No matter what, whether a five dollar roll of toilet paper or a new car, we always feel buyer’s regret when making a purchase.
Forex trading can be very similar. We put our money (real or demo) on the line in the pursuits of financial gain and happiness.
Our trades are placed plentiful when the potential for profit is there, and we scurry away with lightning speed when the crowd starts selling off in great numbers. “Hurry, everybody out!”
This fear (and greed for some) becomes a controlling emotion, dictating their currency trading decisions and behavior. Just as powerful an emotion as fear and greed, is regret too.
Regret is similarly controlling, it can keep us from placing a trade because we don’t want make a mistake. We want to feel good about our decisions and strategies.
In our attempt to do feel this way, we find it more painless to steer clear of making a trade all together, avoiding any risk of failure. Taking this mindset of avoidance, however, will definitely not lead us to the potential for profits that we seek.
Regret comes about after we make a decision and we then start picturing the things that could have gone differently.
When trading, regret is an easy feeling to have because it can occur both when making a move or when doing absolutely nothing.

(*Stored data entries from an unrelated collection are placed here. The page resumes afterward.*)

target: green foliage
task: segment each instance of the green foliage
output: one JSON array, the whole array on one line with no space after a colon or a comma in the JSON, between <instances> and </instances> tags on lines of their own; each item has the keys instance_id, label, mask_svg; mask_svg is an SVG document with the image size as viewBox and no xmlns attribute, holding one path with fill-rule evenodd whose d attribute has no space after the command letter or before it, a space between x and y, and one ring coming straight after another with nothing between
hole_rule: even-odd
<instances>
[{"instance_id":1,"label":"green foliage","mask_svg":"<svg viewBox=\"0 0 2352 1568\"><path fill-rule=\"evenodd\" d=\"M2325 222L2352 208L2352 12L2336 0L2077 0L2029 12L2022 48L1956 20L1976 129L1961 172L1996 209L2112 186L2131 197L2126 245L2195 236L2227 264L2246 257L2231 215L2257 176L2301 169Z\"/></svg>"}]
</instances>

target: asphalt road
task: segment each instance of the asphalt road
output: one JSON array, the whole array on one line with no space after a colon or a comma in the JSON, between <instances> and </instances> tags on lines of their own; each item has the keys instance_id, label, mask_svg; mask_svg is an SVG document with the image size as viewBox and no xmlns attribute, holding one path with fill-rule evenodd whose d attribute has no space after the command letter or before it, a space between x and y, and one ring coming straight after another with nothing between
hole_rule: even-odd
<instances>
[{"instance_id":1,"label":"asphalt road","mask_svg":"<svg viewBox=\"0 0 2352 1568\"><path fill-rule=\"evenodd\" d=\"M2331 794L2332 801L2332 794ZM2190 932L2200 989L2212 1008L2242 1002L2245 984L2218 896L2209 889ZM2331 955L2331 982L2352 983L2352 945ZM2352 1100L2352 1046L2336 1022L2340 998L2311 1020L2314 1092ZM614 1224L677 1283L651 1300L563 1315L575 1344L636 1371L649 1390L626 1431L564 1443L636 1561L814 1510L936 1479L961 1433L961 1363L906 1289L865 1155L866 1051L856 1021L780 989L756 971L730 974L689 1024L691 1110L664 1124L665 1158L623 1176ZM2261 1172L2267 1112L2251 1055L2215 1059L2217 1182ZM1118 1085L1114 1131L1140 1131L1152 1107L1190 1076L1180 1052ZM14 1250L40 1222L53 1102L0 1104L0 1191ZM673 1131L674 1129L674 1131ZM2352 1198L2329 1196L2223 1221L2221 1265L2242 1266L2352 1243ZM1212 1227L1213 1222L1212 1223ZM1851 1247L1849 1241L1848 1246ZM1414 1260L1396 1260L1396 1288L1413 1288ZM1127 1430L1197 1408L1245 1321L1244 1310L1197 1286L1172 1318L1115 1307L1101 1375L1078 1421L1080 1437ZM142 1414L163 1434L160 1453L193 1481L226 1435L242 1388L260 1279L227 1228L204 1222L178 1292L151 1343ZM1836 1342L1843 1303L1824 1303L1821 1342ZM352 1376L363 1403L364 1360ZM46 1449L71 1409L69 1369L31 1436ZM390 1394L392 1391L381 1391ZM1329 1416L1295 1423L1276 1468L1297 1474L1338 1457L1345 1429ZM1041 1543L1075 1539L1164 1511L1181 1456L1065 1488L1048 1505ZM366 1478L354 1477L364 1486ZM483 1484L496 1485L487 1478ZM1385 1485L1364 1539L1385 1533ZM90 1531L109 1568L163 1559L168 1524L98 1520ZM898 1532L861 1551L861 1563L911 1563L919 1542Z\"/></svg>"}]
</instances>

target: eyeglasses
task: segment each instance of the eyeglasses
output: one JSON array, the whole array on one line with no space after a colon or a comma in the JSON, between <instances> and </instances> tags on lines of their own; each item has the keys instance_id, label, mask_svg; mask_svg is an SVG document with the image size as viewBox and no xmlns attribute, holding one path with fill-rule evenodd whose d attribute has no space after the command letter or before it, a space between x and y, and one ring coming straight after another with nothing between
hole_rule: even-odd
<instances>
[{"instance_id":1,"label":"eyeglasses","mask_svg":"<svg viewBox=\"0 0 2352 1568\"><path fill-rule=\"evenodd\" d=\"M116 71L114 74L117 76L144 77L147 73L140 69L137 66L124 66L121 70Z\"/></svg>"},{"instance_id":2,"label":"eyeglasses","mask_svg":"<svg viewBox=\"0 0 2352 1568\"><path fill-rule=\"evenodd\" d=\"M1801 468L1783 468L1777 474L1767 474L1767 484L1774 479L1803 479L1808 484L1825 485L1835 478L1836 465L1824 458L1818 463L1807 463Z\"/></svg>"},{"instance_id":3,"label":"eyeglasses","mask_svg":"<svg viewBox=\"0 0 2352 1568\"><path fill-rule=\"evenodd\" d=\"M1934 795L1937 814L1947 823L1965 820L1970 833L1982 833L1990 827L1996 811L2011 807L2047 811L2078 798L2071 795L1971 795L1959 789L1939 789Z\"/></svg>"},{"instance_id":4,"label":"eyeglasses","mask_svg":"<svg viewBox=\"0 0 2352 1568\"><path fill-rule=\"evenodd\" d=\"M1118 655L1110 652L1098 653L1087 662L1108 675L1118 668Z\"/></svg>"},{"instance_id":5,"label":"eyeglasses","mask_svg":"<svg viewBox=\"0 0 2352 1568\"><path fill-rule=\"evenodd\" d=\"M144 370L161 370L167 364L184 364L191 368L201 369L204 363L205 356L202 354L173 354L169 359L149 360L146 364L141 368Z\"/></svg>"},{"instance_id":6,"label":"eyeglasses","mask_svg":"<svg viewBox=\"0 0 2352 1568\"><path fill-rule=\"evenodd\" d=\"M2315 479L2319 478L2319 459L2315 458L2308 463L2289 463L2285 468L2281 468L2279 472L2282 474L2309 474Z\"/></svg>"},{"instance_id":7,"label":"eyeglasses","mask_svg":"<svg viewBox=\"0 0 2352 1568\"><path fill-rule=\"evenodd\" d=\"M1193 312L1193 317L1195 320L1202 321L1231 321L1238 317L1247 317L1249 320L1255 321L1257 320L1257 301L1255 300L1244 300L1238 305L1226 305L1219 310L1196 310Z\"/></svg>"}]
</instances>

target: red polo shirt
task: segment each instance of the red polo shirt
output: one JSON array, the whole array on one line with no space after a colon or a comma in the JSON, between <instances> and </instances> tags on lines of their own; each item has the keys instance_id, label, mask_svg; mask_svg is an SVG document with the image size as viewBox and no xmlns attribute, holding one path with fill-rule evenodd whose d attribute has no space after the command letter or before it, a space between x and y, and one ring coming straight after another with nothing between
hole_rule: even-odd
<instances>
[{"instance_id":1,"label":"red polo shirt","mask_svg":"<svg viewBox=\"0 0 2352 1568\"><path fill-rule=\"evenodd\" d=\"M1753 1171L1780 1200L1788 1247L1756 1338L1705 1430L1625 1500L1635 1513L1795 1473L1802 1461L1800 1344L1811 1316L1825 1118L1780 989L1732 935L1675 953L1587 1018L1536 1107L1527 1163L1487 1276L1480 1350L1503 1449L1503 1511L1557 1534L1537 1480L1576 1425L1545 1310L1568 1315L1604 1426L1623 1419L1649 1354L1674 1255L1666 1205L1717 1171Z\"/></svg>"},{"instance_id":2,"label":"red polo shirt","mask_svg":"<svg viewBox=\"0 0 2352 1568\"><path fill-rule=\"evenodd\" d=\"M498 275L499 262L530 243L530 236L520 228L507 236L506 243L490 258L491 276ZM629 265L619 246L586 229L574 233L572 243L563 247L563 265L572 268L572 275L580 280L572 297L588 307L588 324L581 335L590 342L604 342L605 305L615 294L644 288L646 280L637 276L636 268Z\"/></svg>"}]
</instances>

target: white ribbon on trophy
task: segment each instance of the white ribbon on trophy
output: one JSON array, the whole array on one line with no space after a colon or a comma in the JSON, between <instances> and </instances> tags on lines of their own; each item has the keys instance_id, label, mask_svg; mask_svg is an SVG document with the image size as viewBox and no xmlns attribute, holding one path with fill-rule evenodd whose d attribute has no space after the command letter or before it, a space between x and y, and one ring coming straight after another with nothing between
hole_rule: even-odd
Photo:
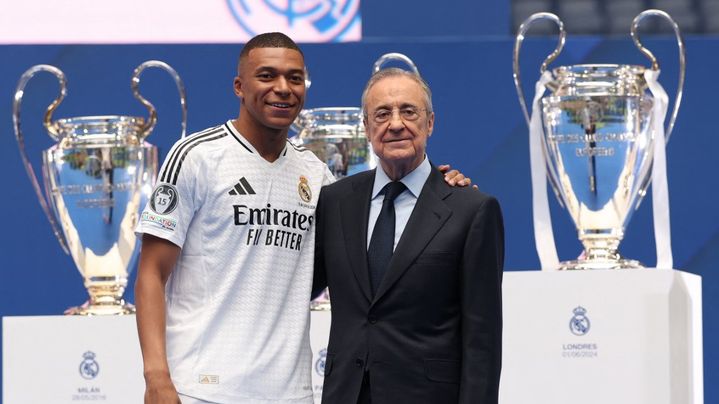
<instances>
[{"instance_id":1,"label":"white ribbon on trophy","mask_svg":"<svg viewBox=\"0 0 719 404\"><path fill-rule=\"evenodd\" d=\"M549 212L547 197L547 162L542 152L544 139L542 129L542 108L540 102L544 96L546 85L553 80L552 73L545 71L537 81L532 102L532 118L529 123L529 159L532 170L532 219L534 222L534 241L539 255L539 263L543 271L559 267L557 247L554 243L552 216Z\"/></svg>"},{"instance_id":2,"label":"white ribbon on trophy","mask_svg":"<svg viewBox=\"0 0 719 404\"><path fill-rule=\"evenodd\" d=\"M669 97L657 81L659 70L647 70L644 79L654 97L654 165L652 166L652 210L654 211L654 240L657 248L657 268L672 269L672 234L669 224L669 185L664 135L664 118L667 116Z\"/></svg>"}]
</instances>

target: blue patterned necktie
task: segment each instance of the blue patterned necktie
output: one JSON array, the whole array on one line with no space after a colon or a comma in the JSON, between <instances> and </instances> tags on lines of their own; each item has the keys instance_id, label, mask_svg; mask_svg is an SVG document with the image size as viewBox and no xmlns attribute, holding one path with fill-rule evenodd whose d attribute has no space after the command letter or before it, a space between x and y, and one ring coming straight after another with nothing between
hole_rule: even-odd
<instances>
[{"instance_id":1,"label":"blue patterned necktie","mask_svg":"<svg viewBox=\"0 0 719 404\"><path fill-rule=\"evenodd\" d=\"M377 223L372 231L372 240L367 250L367 264L369 267L369 280L372 287L372 296L377 293L380 282L387 272L389 261L392 259L394 250L394 200L407 187L399 182L393 181L384 186L384 200L380 210Z\"/></svg>"}]
</instances>

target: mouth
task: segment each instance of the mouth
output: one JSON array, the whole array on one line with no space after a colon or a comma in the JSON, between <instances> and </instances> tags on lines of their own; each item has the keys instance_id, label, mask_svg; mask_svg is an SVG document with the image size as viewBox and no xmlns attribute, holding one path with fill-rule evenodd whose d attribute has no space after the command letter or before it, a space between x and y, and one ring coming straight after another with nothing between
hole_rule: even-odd
<instances>
[{"instance_id":1,"label":"mouth","mask_svg":"<svg viewBox=\"0 0 719 404\"><path fill-rule=\"evenodd\" d=\"M290 109L295 106L294 104L290 104L288 102L268 102L267 105L277 109Z\"/></svg>"}]
</instances>

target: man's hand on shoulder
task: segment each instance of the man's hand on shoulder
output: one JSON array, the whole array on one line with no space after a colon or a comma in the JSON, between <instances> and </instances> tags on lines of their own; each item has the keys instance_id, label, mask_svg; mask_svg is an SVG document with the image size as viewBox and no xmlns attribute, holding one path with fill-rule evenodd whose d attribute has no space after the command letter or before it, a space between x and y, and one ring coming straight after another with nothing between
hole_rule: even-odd
<instances>
[{"instance_id":1,"label":"man's hand on shoulder","mask_svg":"<svg viewBox=\"0 0 719 404\"><path fill-rule=\"evenodd\" d=\"M458 170L450 170L451 167L449 166L449 164L443 164L437 168L439 168L439 171L444 174L444 180L450 186L468 187L472 185L472 179L470 179L469 177L465 177L464 174L462 174ZM476 185L474 185L472 188L479 189Z\"/></svg>"}]
</instances>

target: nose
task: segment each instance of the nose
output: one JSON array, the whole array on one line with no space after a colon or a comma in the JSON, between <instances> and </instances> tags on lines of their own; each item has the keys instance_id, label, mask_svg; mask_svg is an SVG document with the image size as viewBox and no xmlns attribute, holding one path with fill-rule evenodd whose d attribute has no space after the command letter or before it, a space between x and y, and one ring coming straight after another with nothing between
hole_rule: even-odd
<instances>
[{"instance_id":1,"label":"nose","mask_svg":"<svg viewBox=\"0 0 719 404\"><path fill-rule=\"evenodd\" d=\"M392 116L389 118L389 130L398 132L404 129L404 127L404 121L399 114L399 110L397 108L393 109Z\"/></svg>"},{"instance_id":2,"label":"nose","mask_svg":"<svg viewBox=\"0 0 719 404\"><path fill-rule=\"evenodd\" d=\"M275 87L274 91L277 94L287 96L290 94L290 86L289 83L287 83L287 79L285 79L284 76L278 76L277 80L275 80Z\"/></svg>"}]
</instances>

For instance, you open a trade with the best intentions, only to have it stop out for a loss of your entire account balance. You automatically feel regret for ever taking the position and now being poor.
On the other side, you don’t take a position because you’re allergic to risk. Your missed opportunity turns out to be the trade of the century, and it would have made you a gazillionaire! Arrrgghh! You seep into a state of utter regret.
For both examples, it’s easy to imagine the could-have-beens. We envision ourselves in those “winning” realities and how everything is so heavenly. But then we come back to Earth where things are definitely not paradise.
Sometimes regret can give us that extra kick in the ribs to get off the floor and back on our feet. It compels us to get right what we initially did wrong.
When the going gets tough and you lose yet another Forex trade, the right response to your mistake is too re-evaluate your strategy and the market. You do more testing and try your skills on another new trade. You want that losing trade back!
In the last example, we used the regret we felt for our errors to motivate and encourage ourselves to try again.
Taking this new perspective when things don’t go as planned will have a positive impact on your mental attitude and your trading as a whole. Don’t get hung up on the loss. Forget about it and move on!
Some Forex traders have an issue with feeling regret even before a trade is made. No action has been taken, but the worry starts to consume the mind. All they can think about is making a mistake. In this instance, the possibility of a regrettable outcome is stopping them from acting.
To help, we must remind ourselves that it isn’t the end of the world and that there’s still time to fix what’s not working. We can’t change our past trades but we can definitely make new ones to take those profits back.
Again, the key here is action; the point is to make the trade. Don’t let regret hold you back from progressing by means of action.
And remember, not all risk is bad. Taking risks that are minimal and calculated are integral to growing into a successful Forex trader.